On February 19, 1600, in the upland region of southern Peru, a volcano named Huaynaputina exploded. Recorded as the largest volcanic explosion in South America, it saw a volcanic eruption up to 30 km, which not just destroyed villages for many miles but also impacted societies and agriculture world-wide.
Huaynaputina, meaning a young volcano, did not have an identifiable mountain profile, but instead was a large volcanic crater. The volcano is part of the Central Volcanic Zone, the segment of the Andes running through Peru and Chile.
Slow build up
On February 15, many people felt earthquakes. By February 18, the quakes were getting more frequent — once every five to six minutes. The quakes were powerful enough to wake people from their sleep. Then on February 19, between 11 a.m. and 1 p.m. there were two major earthquakes. This caused widespread panic. Many houses were destroyed, large landslides occurred, and cracks and deformations appeared on the surface of the earth.
In the evening, at 5:00 p.m., Huaynaputina exploded. Huge explosions that sounded like canon fires roared around the summit and the crater began to spew burning ash into the sky. Hot gas rose to about 35 km in height and ash began to fall like snow. Earthquakes that accompanied these blasts were severe and destroyed Arquipa and Moquegua cities in the Andean region almost 75 km away. The villages of Tasata and Calicanto were buried beneath more than 10 feet of molten lava. Ash fall was reported 250 -500 km away, throughout southern Peru and in what is now northern Chile and western Bolivia.

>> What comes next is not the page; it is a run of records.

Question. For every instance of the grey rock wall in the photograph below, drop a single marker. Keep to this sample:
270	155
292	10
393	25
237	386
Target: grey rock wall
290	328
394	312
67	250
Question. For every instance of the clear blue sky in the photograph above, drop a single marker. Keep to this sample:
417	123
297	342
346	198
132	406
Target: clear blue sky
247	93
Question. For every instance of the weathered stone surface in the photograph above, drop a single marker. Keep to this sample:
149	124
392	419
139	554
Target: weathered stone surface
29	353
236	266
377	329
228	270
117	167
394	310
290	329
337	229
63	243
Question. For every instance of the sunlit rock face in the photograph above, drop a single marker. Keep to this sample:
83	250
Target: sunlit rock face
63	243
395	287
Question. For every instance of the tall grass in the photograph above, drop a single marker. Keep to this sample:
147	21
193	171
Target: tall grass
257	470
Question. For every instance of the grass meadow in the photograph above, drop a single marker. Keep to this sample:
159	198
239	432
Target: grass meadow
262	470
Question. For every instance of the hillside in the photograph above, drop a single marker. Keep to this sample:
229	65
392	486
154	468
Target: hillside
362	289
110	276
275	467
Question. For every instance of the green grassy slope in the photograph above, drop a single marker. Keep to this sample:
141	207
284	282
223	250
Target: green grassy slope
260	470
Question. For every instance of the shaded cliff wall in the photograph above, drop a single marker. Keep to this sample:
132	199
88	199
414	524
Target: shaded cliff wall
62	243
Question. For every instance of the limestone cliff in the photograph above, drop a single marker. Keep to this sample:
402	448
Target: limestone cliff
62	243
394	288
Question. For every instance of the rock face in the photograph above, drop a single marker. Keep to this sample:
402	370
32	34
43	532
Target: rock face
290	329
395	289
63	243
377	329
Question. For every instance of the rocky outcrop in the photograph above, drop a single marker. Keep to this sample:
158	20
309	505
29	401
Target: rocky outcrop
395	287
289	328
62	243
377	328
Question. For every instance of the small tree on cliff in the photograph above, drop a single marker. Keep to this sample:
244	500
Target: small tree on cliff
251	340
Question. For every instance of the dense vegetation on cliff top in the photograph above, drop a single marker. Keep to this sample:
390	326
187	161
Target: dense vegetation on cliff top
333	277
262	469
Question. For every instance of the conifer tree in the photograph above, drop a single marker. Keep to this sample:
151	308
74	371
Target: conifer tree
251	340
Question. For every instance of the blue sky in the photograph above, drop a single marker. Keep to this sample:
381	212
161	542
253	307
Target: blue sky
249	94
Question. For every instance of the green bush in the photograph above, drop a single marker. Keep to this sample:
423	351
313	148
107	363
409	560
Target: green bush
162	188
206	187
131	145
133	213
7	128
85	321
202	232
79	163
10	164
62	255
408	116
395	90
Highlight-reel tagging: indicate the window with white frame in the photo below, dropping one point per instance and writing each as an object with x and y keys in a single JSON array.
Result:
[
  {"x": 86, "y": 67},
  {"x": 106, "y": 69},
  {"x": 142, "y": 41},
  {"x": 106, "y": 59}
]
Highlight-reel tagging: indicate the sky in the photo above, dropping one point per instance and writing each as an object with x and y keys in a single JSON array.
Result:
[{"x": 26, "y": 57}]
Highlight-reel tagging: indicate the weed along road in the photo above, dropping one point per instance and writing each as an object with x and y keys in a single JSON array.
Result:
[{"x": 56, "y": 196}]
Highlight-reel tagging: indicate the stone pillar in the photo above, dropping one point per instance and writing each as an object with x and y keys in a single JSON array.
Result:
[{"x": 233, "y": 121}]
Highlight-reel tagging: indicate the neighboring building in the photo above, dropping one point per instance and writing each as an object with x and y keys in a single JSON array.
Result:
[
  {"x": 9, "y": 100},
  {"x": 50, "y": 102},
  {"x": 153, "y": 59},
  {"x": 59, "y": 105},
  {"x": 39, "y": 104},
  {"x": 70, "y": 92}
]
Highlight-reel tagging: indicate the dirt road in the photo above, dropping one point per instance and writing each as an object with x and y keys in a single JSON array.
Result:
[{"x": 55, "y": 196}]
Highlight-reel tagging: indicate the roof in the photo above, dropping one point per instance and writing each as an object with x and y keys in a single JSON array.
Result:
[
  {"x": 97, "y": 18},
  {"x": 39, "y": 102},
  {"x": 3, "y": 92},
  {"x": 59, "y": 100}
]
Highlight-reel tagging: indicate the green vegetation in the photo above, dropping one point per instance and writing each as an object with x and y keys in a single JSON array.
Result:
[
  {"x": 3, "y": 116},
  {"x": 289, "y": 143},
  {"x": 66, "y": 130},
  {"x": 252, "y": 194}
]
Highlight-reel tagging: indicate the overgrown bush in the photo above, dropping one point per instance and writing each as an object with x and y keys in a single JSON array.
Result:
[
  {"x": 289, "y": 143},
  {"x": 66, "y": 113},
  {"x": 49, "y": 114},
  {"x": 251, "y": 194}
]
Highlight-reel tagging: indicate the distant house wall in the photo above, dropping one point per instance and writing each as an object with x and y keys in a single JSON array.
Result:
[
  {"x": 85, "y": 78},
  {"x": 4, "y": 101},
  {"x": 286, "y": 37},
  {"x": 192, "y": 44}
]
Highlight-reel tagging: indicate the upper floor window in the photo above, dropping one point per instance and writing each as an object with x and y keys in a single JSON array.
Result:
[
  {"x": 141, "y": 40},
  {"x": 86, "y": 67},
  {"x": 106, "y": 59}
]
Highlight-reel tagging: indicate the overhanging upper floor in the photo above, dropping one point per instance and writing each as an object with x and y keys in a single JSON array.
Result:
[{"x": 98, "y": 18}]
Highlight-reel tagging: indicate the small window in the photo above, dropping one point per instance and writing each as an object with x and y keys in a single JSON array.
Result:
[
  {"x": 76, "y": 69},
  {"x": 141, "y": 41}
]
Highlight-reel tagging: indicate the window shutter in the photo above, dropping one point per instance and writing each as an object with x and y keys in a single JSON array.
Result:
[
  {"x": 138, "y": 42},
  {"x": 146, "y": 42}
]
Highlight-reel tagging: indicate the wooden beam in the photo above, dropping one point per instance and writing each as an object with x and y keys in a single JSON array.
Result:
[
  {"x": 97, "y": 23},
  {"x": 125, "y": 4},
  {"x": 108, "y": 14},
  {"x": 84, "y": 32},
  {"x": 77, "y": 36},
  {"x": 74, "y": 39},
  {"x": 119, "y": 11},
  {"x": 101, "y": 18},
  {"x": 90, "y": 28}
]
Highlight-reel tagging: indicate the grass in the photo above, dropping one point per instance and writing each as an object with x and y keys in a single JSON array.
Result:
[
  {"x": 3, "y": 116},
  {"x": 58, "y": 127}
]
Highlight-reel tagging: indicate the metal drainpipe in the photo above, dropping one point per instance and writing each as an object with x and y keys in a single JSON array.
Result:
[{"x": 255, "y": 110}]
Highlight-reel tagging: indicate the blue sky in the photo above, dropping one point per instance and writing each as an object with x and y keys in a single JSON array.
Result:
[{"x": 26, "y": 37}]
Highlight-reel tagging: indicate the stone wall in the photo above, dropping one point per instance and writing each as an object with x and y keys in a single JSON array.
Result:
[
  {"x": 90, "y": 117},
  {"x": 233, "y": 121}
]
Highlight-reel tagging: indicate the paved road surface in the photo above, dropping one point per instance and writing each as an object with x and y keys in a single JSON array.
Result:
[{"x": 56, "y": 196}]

The entire eruption is described to have been in five stages. The Plinian phase or the first phase began on February 19 and lasted till the next day. Pumice (a light-colored, extremely porous igneous rock that forms during explosive volcanic eruptions) fell from the volcano almost seven kilometres away and the winds carried the finer dust to the Pacific Ocean. The second phase saw ash falls. The third phase was destructive and acidic lava flew out of it. Crystal ash fall was deposited over the neighbouring areas in the fourth phase and the fifth phase ended with surge deposits.
Approximately 1,500 people were killed, villages were buried, and a total loss of crops, cattle, and seeds disrupted trade for years. Epidemics, famine, and poverty added to the general ruin. Secondary flows that were not directly related to the eruption kept rushing from the mountain over the next few months and it took about 150 years for the affected area to recover from all losses.

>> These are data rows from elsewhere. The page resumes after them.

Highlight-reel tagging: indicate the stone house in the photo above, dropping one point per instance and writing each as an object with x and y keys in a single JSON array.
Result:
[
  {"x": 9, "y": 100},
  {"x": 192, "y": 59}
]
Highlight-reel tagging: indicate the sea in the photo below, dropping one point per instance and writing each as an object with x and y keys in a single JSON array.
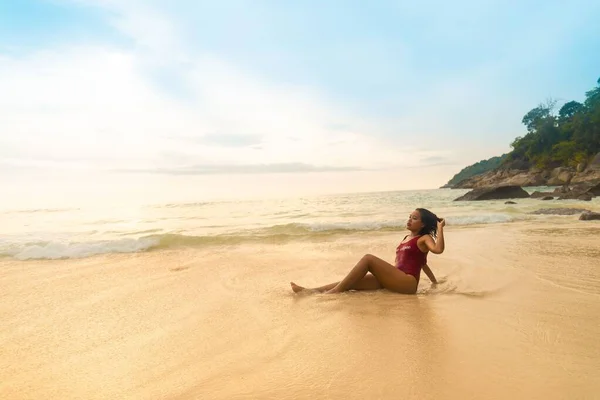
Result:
[{"x": 68, "y": 233}]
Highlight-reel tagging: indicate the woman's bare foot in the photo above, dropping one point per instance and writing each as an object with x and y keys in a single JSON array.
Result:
[{"x": 296, "y": 288}]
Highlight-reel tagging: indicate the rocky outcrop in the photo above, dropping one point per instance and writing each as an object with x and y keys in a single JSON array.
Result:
[
  {"x": 494, "y": 193},
  {"x": 589, "y": 216},
  {"x": 560, "y": 176},
  {"x": 516, "y": 174},
  {"x": 537, "y": 195}
]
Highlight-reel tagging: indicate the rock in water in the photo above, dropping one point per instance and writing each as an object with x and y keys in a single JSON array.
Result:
[
  {"x": 494, "y": 193},
  {"x": 559, "y": 211},
  {"x": 589, "y": 215}
]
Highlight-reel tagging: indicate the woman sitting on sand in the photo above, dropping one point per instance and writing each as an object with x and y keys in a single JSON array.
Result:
[{"x": 411, "y": 257}]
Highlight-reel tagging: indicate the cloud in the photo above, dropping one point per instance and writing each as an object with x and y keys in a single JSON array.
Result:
[
  {"x": 162, "y": 106},
  {"x": 241, "y": 169}
]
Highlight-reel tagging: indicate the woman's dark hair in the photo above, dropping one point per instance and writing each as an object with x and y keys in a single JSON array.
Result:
[{"x": 430, "y": 221}]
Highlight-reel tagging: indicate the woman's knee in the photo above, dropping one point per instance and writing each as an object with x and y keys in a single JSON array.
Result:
[{"x": 368, "y": 258}]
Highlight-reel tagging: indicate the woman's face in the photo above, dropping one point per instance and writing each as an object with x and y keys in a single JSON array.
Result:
[{"x": 414, "y": 223}]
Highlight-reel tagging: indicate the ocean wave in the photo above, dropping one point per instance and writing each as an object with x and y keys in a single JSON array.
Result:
[
  {"x": 483, "y": 219},
  {"x": 63, "y": 249}
]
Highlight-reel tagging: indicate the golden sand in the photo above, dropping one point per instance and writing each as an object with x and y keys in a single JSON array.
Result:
[{"x": 517, "y": 316}]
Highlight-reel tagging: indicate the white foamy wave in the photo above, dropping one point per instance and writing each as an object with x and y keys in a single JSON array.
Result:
[
  {"x": 55, "y": 250},
  {"x": 482, "y": 219}
]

The eruption lasted from February 19 to March 6 and the ash from the eruption was widespread. Today, one-centimeter-thick layers can be found no farther than 200 km northwest of the eruption, and the deposits in the vicinity of Arequipa are about 10 cm.
Huaynaputina injected a large amount of sulphur into the atmosphere which reacted with water to form sulphuric acid droplets. These droplets in turn reflected some of the sunlight and prevented the rays from hitting earth almost for a year. Tree rings showed that the temperature drop resulted in lesser growth that year. In fact, various other countries also reported similar readings. Russia claimed that it saw the worst famine and exceptionally cold winters. France and Germany reported delay in wine harvesting and production. In China, peach trees bloomed late, and in Japan, Lake Suwa had one of its earliest freezing dates in 500 years.